去年の「ハウルの動く城」に続いて、劇場へ来たのは「鉄コン筋クリート」だ。
広い空の拡がる街のてっぺんにいる一人の少年。その少年にかぶるように、幼さの残る別な少年のナレーションが重なって、ストーリーは始まる。広い空間描写が眩暈さえおこさせる、素敵なオープニングである。
街に育てられたという、廃車になったスバル360のヴァン型車に暮らす二人の少年達と、その街を食い物にしようとする大人達。それを取り囲む有機物のような街。その三者が入り乱れて、ストーリーは、ときどきガタガタ音のする、古いローラー・コースターの軌跡のように進む。原作の、粘土に釘で書いたような独特なタッチが主人公達のキャラに生かされて、背景になる街の地べたとてっぺんを、まるで重力の制限から解き放たれたかのように、目まぐるしく行き来している。その少年達と、地上にうごめく大人達との、奇妙な抗争とはいったい何なのか。

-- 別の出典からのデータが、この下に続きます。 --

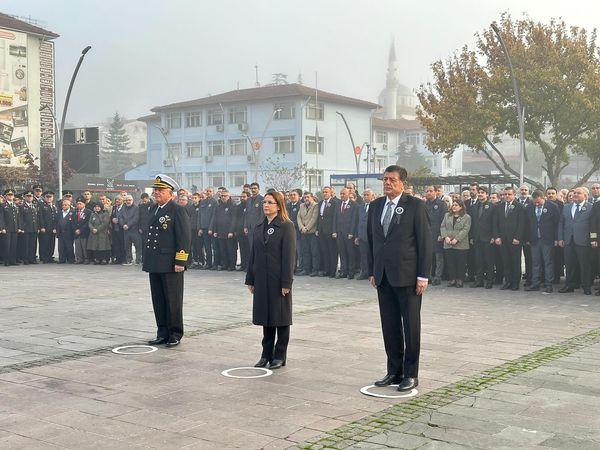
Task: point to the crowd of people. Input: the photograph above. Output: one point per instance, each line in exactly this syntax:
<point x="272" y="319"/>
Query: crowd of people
<point x="480" y="237"/>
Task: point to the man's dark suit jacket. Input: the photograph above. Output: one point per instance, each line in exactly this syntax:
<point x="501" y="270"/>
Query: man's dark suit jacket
<point x="548" y="224"/>
<point x="405" y="253"/>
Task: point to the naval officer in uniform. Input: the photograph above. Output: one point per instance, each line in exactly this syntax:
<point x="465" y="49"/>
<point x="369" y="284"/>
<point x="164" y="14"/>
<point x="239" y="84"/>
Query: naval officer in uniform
<point x="167" y="247"/>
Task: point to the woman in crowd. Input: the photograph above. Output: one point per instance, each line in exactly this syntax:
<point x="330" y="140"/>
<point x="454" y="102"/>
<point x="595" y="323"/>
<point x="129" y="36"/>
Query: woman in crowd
<point x="99" y="241"/>
<point x="269" y="278"/>
<point x="455" y="233"/>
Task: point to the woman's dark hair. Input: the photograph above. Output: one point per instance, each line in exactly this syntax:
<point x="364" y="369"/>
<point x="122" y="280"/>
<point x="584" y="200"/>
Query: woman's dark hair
<point x="280" y="200"/>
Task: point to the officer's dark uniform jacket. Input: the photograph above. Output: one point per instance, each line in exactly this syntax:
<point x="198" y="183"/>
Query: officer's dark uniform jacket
<point x="168" y="240"/>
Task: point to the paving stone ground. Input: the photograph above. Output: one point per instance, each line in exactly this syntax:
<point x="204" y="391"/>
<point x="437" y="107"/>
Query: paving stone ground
<point x="497" y="370"/>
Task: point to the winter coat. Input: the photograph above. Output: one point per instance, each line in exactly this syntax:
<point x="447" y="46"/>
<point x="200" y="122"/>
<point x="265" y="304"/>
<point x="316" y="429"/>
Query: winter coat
<point x="270" y="269"/>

その鍵は彼らが自在に跳び回る〈宝町という世界〉にある。ゴミゴミして、統一感がなく、いつでもうごめいていたり、死んでいたりする。だけれど、その街がなければ僕たちは生きていけない。あのどこかで見たようだが読めない、字のようで字でない、外国人の第一印象に映った漢字のようなこの世界は、どこにでもあって、どこにもないあの二人の少年達によって造られた世界なのだ。だから、あの刑事達は、保護というおとなの名目で彼らの世界を突き崩してくるし、あのヤクザ達は経済効果という理屈で、そとから彼らの世界を浸食してくる。彼らのつくりあげた、夢の世界の破壊者なのだ。その強大な破壊者に立ち向かえるのは、少年達にとって、自分たちの合わさったネジのチカラしかなかった。一人〈保護〉された部屋でのシロの錯乱と、クロの恐怖心から形づくられた、凶暴なパステル画のような〈イタチ〉の実在は、彼らの世界への侵入者への最後の、悲しい防壁だったのだ。

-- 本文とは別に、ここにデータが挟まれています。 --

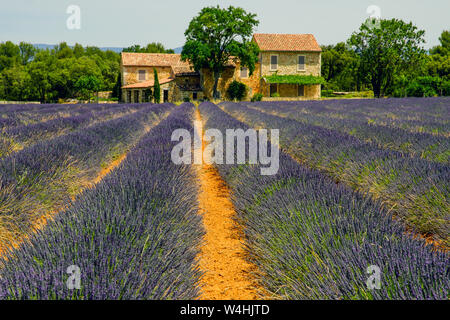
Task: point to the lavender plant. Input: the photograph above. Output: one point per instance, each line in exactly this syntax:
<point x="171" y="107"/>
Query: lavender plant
<point x="134" y="236"/>
<point x="413" y="189"/>
<point x="314" y="239"/>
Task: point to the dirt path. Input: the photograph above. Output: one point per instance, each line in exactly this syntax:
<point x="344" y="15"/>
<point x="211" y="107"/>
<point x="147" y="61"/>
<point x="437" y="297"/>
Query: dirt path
<point x="227" y="275"/>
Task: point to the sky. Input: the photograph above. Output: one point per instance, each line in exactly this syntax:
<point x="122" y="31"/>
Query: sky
<point x="111" y="23"/>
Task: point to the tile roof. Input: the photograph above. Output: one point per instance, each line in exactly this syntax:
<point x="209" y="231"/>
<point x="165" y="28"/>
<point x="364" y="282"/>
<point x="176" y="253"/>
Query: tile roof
<point x="146" y="84"/>
<point x="286" y="42"/>
<point x="152" y="59"/>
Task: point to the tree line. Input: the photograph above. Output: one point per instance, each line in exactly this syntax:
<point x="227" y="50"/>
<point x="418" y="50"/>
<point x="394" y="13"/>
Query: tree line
<point x="386" y="57"/>
<point x="63" y="72"/>
<point x="389" y="60"/>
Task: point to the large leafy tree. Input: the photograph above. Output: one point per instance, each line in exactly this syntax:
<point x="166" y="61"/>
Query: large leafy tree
<point x="387" y="51"/>
<point x="217" y="35"/>
<point x="87" y="85"/>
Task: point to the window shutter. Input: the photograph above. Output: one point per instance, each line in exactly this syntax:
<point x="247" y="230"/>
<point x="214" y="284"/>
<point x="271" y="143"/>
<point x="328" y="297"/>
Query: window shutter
<point x="141" y="74"/>
<point x="301" y="62"/>
<point x="244" y="72"/>
<point x="301" y="90"/>
<point x="273" y="62"/>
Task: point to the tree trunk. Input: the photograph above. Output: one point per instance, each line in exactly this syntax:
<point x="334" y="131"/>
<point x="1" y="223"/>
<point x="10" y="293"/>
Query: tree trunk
<point x="376" y="86"/>
<point x="216" y="82"/>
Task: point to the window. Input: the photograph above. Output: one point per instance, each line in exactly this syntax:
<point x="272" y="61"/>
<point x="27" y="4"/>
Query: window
<point x="301" y="90"/>
<point x="301" y="63"/>
<point x="141" y="75"/>
<point x="244" y="72"/>
<point x="273" y="62"/>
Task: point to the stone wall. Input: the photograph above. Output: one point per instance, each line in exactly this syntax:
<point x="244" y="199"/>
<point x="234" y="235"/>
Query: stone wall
<point x="288" y="63"/>
<point x="130" y="75"/>
<point x="286" y="90"/>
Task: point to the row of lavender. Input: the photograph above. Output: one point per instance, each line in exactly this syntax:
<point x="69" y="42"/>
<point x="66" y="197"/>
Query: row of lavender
<point x="134" y="236"/>
<point x="16" y="138"/>
<point x="422" y="145"/>
<point x="41" y="179"/>
<point x="414" y="189"/>
<point x="19" y="116"/>
<point x="431" y="115"/>
<point x="313" y="239"/>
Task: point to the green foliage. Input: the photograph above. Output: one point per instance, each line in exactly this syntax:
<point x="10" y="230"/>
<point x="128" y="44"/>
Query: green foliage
<point x="87" y="85"/>
<point x="215" y="35"/>
<point x="444" y="48"/>
<point x="236" y="90"/>
<point x="148" y="95"/>
<point x="117" y="90"/>
<point x="156" y="88"/>
<point x="154" y="47"/>
<point x="257" y="97"/>
<point x="295" y="79"/>
<point x="340" y="68"/>
<point x="27" y="73"/>
<point x="392" y="49"/>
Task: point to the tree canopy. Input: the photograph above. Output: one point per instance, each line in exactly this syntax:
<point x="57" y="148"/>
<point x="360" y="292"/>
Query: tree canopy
<point x="217" y="35"/>
<point x="27" y="73"/>
<point x="154" y="47"/>
<point x="393" y="48"/>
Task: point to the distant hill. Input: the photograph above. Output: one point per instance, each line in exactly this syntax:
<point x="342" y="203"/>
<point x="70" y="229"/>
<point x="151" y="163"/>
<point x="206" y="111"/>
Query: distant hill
<point x="115" y="49"/>
<point x="51" y="46"/>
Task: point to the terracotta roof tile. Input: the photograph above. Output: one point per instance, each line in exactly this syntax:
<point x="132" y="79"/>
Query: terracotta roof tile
<point x="286" y="42"/>
<point x="146" y="84"/>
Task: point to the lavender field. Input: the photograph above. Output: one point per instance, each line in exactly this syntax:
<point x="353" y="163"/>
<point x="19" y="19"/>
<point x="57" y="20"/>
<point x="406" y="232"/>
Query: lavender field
<point x="360" y="183"/>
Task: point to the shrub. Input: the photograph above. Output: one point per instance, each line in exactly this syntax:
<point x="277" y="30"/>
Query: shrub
<point x="236" y="90"/>
<point x="257" y="97"/>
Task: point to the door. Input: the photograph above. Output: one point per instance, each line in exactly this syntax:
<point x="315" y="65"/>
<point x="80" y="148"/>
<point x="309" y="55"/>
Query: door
<point x="273" y="89"/>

壮絶な地獄絵の後の、海辺でシロが創る貝の巨大なオブジェは、彼らの身を挺して守った世界の模型であり、彼らの暮らしたガード下に芽吹くリンゴの木は、その守られた世界からの小さな小さな贈り物なのである。もちろん、そのあと彼らの世界が安らかに続いてくれるはずもないのは、あの巨大な「ガネーシャ」の象が「ハギア・ソフィア」のドームに変わっただけでしかないのを見てもわかるだろう。